To solve, you follow these steps:

• Move all terms to one side of the inequality to form \(f(x) \geq 0\), with zero on the other side.
• Rewrite as a quadratic equation, and factor it if possible.
• Identify the points where the expression equals zero, also called roots or zeros.

For example, in the equation \(x^2 - 7x - 18 = 0\), factoring gives \((x - 9)(x + 2) = 0\). The roots, \(x = 9\) and \(x = -2\), help divide the number line into sections where you can test which intervals satisfy the inequality \(\geq 0\). Once you test, you find the intervals that belong to the solution.
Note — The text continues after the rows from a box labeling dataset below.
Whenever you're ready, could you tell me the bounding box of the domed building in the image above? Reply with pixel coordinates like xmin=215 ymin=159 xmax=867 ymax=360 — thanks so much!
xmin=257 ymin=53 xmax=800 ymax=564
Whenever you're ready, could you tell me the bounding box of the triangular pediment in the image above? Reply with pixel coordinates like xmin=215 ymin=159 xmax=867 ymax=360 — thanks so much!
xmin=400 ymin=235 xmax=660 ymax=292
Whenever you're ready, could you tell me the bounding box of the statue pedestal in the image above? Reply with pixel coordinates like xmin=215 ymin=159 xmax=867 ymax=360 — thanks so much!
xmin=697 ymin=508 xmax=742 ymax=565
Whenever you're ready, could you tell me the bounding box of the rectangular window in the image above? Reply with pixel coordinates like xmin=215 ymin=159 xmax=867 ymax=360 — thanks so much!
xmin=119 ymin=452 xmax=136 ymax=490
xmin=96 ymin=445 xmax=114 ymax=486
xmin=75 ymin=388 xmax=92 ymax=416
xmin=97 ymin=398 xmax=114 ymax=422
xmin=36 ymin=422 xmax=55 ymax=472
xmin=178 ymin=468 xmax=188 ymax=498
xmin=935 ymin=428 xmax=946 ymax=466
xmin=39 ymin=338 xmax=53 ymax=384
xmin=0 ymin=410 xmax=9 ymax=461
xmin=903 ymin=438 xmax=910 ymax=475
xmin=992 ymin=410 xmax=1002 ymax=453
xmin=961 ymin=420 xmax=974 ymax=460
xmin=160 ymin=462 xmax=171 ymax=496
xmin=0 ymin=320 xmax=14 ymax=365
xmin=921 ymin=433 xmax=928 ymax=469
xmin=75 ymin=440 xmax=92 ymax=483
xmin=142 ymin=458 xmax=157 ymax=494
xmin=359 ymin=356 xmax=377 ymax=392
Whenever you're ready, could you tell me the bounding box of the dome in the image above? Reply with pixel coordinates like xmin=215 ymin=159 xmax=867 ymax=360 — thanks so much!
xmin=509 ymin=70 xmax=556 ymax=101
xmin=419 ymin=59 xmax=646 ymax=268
Once you've solved a quadratic inequality, it's time to express the solution in interval notation. This way of writing solutions is concise and shows exactly where the inequality is true. For the inequality \(x^2 - 7x - 18 \geq 0\), the solution \((-\infty, -2] \cup [9, \infty)\) tells us the parts of the number line fulfilling the inequality.
Here's what each part means:

• \((-\infty, -2]\): "from negative infinity to include \(-2\)". The bracket \([]\) indicates \(-2\) is part of the solution.
• \([9, \infty)\): "from \(9\) to positive infinity". The bracket \([]\) indicates \(9\) is part of the solution.
• The union symbol \(\cup\) combines these two intervals indicating that any value in either satisfies the inequality.

This notation provides a simple yet powerful way to communicate where your inequality holds true.

Graphing on a number line is a useful visual method to check solution sets. It helps in understanding where a quadratic inequality is satisfied. For \(x^2 - 7x - 18 \geq 0\), you plot the points \(-2\) and \(9\) on the line.
To indicate which points are part of the solution, follow these rules:

• Use a solid dot at \(-2\) to signal that \(-2\) is included (since it's \(\leq\)).
• Draw an arrow extending left from \(-2\) to show that all values less than \(-2\) are included.
• Use a solid dot at \(9\) to signal that \(9\) is included.
• Draw an arrow extending right from \(9\) to show all values greater than \(9\) are included.

This graph is a great visual reference that aligns with the interval notation \((-\infty, -2] \cup [9, \infty)\), and helps reinforce how the solution behaves in real numbers.